That experience of being what TV super producer Shonda Rhimes refers to in her autobiography as “FOD – first, only and different” has persisted all her life. “I went to Harrow county grammar school for girls, where I was the only Black girl … Then Newnham College, Cambridge, where there was a mixed-race girl and a south Asian girl. After Newnham I was a graduate trainee at the Home Office and again I was the first and only one at that level. Then I went to the National Council for Civil Liberties and I think I must have been the first Black person they ever employed.
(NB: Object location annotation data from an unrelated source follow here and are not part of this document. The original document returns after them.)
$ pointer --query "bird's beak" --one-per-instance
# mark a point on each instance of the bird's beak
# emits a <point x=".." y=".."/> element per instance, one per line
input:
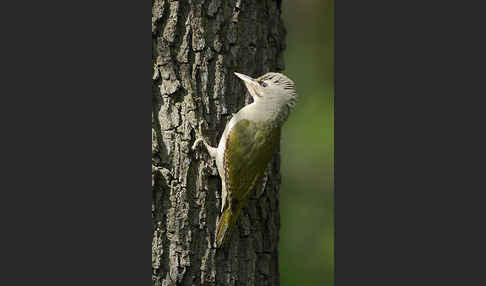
<point x="250" y="83"/>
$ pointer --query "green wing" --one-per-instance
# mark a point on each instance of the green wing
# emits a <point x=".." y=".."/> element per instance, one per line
<point x="250" y="147"/>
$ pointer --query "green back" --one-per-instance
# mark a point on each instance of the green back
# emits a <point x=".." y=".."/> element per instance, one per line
<point x="250" y="147"/>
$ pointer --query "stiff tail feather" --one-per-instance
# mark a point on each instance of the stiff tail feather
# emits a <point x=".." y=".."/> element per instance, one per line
<point x="226" y="225"/>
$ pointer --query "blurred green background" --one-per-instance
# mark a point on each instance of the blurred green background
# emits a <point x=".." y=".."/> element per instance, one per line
<point x="306" y="245"/>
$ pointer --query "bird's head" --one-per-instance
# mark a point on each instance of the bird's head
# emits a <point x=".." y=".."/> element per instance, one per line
<point x="271" y="88"/>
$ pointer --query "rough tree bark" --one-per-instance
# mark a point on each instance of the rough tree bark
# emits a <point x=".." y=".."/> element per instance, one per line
<point x="197" y="45"/>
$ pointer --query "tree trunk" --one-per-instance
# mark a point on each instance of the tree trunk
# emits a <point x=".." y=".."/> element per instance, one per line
<point x="197" y="45"/>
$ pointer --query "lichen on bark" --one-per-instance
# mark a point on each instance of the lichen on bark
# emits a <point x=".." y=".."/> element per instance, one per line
<point x="196" y="47"/>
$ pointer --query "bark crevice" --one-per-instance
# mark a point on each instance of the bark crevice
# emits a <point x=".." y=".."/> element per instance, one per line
<point x="197" y="45"/>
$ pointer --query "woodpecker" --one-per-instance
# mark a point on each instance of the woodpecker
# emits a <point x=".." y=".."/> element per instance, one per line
<point x="249" y="141"/>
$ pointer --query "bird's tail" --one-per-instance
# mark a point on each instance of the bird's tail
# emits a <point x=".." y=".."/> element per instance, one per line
<point x="226" y="224"/>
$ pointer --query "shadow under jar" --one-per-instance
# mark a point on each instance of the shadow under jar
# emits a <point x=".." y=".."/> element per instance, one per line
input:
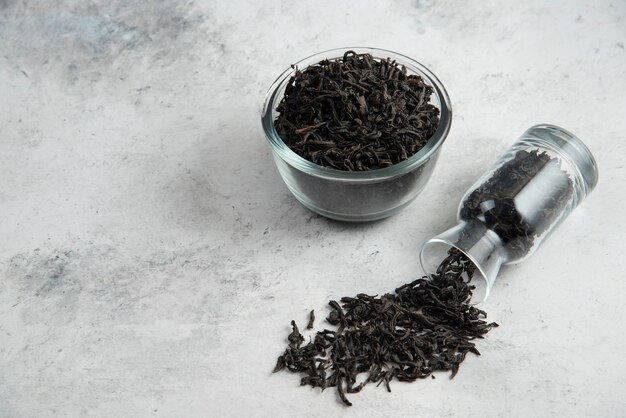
<point x="357" y="196"/>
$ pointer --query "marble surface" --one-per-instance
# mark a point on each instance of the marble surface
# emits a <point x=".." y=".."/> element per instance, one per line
<point x="151" y="257"/>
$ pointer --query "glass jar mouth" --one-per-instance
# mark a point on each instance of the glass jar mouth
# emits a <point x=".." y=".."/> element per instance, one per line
<point x="569" y="147"/>
<point x="442" y="101"/>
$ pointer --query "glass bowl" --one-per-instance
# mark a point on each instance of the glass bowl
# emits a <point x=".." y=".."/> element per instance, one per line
<point x="356" y="196"/>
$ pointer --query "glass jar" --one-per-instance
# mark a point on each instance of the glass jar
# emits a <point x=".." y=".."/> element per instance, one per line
<point x="356" y="195"/>
<point x="506" y="215"/>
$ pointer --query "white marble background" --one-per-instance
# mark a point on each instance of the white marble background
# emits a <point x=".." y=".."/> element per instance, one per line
<point x="151" y="259"/>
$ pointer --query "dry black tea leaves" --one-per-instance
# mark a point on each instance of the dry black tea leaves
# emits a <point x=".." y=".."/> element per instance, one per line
<point x="356" y="113"/>
<point x="423" y="327"/>
<point x="499" y="201"/>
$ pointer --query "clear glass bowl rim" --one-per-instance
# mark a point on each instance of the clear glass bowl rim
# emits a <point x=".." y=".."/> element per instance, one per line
<point x="416" y="160"/>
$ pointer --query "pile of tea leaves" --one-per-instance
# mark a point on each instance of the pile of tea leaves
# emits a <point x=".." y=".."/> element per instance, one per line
<point x="356" y="113"/>
<point x="423" y="327"/>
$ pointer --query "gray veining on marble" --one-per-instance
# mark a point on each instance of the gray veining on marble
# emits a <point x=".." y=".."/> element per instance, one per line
<point x="151" y="258"/>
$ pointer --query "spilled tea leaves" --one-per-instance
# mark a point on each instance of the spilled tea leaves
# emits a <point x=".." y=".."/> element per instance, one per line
<point x="423" y="327"/>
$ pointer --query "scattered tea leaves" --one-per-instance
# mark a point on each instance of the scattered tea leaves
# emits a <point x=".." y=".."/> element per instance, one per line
<point x="423" y="327"/>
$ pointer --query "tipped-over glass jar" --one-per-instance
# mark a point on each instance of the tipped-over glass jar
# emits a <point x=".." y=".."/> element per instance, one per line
<point x="516" y="204"/>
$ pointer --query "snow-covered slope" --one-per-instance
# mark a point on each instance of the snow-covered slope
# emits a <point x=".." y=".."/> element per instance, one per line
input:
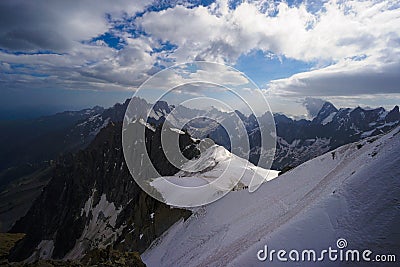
<point x="215" y="173"/>
<point x="352" y="193"/>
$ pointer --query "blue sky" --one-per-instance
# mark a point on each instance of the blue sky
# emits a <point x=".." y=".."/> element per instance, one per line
<point x="73" y="54"/>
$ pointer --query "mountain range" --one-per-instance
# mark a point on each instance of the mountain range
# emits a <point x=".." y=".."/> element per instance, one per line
<point x="88" y="199"/>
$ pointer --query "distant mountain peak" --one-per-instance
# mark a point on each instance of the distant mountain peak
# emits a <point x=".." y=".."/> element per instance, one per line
<point x="325" y="113"/>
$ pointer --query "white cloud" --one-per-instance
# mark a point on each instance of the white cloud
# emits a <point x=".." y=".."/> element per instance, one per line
<point x="358" y="41"/>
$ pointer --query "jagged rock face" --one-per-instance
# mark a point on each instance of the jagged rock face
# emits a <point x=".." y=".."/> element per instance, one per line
<point x="93" y="202"/>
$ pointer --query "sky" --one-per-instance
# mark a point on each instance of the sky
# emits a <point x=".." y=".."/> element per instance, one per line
<point x="57" y="55"/>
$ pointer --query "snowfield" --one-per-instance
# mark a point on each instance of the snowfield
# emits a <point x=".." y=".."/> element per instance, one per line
<point x="351" y="193"/>
<point x="215" y="173"/>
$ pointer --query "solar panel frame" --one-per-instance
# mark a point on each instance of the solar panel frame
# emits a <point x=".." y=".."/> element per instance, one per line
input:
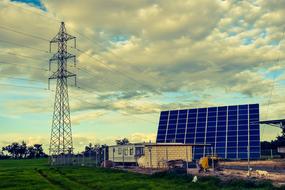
<point x="229" y="129"/>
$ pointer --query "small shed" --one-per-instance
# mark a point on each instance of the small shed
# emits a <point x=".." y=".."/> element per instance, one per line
<point x="157" y="155"/>
<point x="126" y="154"/>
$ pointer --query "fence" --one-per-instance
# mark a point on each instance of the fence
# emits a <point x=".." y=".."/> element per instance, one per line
<point x="91" y="158"/>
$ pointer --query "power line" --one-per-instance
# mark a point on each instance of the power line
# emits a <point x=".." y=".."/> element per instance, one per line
<point x="23" y="65"/>
<point x="43" y="15"/>
<point x="114" y="70"/>
<point x="79" y="50"/>
<point x="22" y="33"/>
<point x="21" y="86"/>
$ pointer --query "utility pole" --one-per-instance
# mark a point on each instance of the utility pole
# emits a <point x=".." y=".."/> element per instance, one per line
<point x="61" y="134"/>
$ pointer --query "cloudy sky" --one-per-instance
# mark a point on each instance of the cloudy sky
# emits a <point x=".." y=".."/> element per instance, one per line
<point x="136" y="58"/>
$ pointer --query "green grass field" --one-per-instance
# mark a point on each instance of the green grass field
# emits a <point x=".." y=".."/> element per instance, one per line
<point x="36" y="174"/>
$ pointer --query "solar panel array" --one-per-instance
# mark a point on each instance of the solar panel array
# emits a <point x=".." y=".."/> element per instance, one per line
<point x="230" y="130"/>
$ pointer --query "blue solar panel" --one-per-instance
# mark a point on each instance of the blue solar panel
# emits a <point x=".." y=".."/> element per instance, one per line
<point x="230" y="130"/>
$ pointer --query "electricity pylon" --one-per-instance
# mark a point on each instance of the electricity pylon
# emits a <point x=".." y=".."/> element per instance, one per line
<point x="61" y="134"/>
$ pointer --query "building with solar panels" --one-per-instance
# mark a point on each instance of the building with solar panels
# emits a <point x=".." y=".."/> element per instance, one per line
<point x="230" y="130"/>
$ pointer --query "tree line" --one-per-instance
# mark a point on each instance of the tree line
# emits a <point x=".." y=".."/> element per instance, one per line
<point x="22" y="150"/>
Then I went to work in television and I was the only Black person there.”

So when she entered parliament in 1987, being the first and only Black woman was more of a novelty for Britain than it was for her. “From my schooldays I was in institutions where I was the only Black person, so when I came here that was what my whole working life had been up until that point.”

That took nothing away from the moment itself. With some pride, Abbott asks her assistant to pull up a picture of silver-haired Lord David Pitt, a Grenada-born Labour politician who unsuccessfully stood for parliament in the 50s and 70s before going into the House of Lords, throwing his arms around her on her first day.

African American novelist and essayist James Baldwin coined the term “the burden of representation” about the pressure brought to bear on the “first and only” minorities who make it to use whatever influence they have to reflect and respond to the interests of the communities from which they come. The fate of the second may arguably hang on the success of the first.

Abbott, who remained the only Black female MP for 10 years after her election, says she was aware of that pressure but never felt constrained by it. “I never consciously saw it as a burden. I knew people would be going after me. But if you stop and say, ‘What a burden,’ then you might as well give up. I was conscious that I was maybe being judged by harsher standards. But it’s one of the things I learned from my parents: to just put one foot in front of the other and keep going.”

* * *

But everyone stumbles sometimes. Her letter to the Observer, which she apologised for unreservedly the same day, was not her first mistake. In 2012 during a Twitter exchange, she was forced to apologise after writing: “White people love playing ‘divide & rule’. We should not play their game #tacticasoldascolonialism.”

During an LBC interview in the 2017 election as shadow home secretary, she first referred to Labour plans for an extra 10,000 police officers costing £300,000, then corrected herself to say it would in fact cost £80m, only to eventually clarify the actual figure, which was closer to £300m. It was bad.

Compared with, say, Boris Johnson conspiring to have a journalist beaten up, being fired for plagiarism, lying about an affair, reciting a colonialist poem in Myanmar and calling women in burqas letterboxes – just the ones that spring to mind – others have got away with much worse. But then she knew that going in.

“I’d done about six radio interviews back to back that morning and then I made these mistakes.” She knew she’d get dinged for it but not below the bow.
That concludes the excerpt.